The asymmetry here is striking. According to one analysis of the code, a single block carries a weight of negative three compared to a like's positive half-point. Another estimate puts negative actions like blocks, mutes, and "not interested" clicks at approximately negative 74 times weight. One bad reaction can undo dozens of positive engagements. If your content triggers mutes or reports, your distribution collapses.

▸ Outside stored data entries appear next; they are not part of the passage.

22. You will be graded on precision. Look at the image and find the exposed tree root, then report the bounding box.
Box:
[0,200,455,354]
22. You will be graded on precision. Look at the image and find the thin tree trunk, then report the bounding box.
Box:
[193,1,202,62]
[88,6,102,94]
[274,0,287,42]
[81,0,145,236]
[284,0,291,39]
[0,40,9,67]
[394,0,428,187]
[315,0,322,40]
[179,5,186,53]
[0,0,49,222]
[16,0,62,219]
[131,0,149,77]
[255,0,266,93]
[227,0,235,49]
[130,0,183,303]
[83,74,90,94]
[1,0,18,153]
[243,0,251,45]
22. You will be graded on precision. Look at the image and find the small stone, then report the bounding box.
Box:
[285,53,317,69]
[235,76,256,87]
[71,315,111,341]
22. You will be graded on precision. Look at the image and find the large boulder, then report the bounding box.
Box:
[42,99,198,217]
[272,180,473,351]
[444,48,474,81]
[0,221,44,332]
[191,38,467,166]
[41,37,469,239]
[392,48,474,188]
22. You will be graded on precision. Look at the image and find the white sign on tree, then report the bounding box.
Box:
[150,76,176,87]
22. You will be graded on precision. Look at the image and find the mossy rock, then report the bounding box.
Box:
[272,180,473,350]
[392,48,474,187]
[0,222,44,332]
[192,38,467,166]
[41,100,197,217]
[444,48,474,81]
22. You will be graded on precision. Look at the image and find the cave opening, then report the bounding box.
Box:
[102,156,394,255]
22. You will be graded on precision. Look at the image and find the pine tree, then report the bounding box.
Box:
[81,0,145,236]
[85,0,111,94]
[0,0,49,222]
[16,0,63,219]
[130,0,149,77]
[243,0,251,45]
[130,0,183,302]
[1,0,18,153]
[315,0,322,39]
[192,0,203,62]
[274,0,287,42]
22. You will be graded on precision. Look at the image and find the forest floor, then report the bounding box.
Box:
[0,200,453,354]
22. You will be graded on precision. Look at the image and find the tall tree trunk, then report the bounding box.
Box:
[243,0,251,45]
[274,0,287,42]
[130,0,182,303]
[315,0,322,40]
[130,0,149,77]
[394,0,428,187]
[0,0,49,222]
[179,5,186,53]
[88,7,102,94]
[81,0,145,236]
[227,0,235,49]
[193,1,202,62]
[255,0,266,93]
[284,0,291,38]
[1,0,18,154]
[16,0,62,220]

5. Premium Is a Structural Advantage, Not a Feature

A Buffer analysis of 18.8 million posts found that Premium accounts receive approximately ten times more reach than free accounts. Non-subscribers now see median reach below 100 impressions per post, while Premium accounts consistently hit 600 or more. Premium+ users often exceed 1,550 impressions. The code confirms that verification status functions as a ranking signal. Premium accounts receive a documented 4x visibility boost for in-network content and 2x for out-of-network reach. This is pay-to-play distribution, built into the feed architecture.

6. Links Get Buried

External links are algorithmically suppressed. X wants to keep users on-platform, and posts containing links receive near-zero distribution from non-Premium accounts. Even Premium users see links underperform compared to text and native video. The common workaround is posting the main content without a link, then dropping the URL in a reply.

7. The First Hour Decides Everything

Time decay is steep. A post loses roughly half its potential visibility score every six hours. The algorithm closely monitors engagement in the first 30 to 60 minutes. A post that gets 10 replies in 15 minutes dramatically outperforms one that accumulates the same engagement over 24 hours. Timing matters. You need your most engaged followers online when you publish.

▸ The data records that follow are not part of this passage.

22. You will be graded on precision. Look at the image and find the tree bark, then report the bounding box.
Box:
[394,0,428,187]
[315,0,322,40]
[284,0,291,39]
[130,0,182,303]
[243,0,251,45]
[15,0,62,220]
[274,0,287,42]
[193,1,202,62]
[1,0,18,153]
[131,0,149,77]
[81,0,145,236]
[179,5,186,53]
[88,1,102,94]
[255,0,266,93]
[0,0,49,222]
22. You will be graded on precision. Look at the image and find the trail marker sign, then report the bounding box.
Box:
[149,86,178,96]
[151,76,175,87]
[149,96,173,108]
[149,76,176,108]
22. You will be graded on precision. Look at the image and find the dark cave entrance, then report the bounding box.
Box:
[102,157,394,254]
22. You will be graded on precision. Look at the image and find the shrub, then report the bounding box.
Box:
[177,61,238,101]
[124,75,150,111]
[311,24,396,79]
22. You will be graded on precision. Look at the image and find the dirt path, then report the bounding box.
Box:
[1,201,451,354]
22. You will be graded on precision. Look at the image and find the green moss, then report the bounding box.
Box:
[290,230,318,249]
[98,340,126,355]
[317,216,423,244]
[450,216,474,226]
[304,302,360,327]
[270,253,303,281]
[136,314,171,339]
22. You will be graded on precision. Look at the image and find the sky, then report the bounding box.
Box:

8. Sentiment Now Shapes Distribution

Grok monitors the tone of every post. Positive and constructive messaging receives wider distribution. Combative or negative tones lead to reduced visibility even when engagement is high. The AI integration here is significant: the system is actively shaping the emotional tenor of the platform by rewarding certain kinds of speech.

Advertisement

9. Candidate Isolation Keeps Scoring Stable

One clever architectural choice: during ranking, candidate posts cannot "attend to" each other. Each post is scored based on user context alone, not on what else happens to be in the batch. This keeps scores consistent and cacheable, meaning a post won't randomly get a different score just because it was processed alongside something controversial. It also means timing strategies designed to avoid competition from high-performing posts don't work.

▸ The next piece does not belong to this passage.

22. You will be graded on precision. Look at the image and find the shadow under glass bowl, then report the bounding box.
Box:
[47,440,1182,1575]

10. The Exact Weights Aren't Public

Here's the catch. The code reveals the structure, the pipeline, the transformer architecture. But the actual trained model weights and precise coefficient values are not included. We know replies matter more than likes. We don't know if the ratio is exactly 13.5x or something else. Thresholds, age cutoffs, and some service components are also excluded. This is transparency with limits.

What This Means

X has committed to updating the repository every four weeks. The AI-first approach reflects a broader industry shift toward learned systems over hand-tuned rules. Whether researchers and regulators find this level of disclosure sufficient remains to be seen. For users trying to build an audience, the message from the code is straightforward: spark conversations, post when your followers are active, avoid links in your main posts, and consider paying the $8. The algorithm rewards engagement depth over surface metrics.

The repository is available at github.com/xai-org/x-algorithm.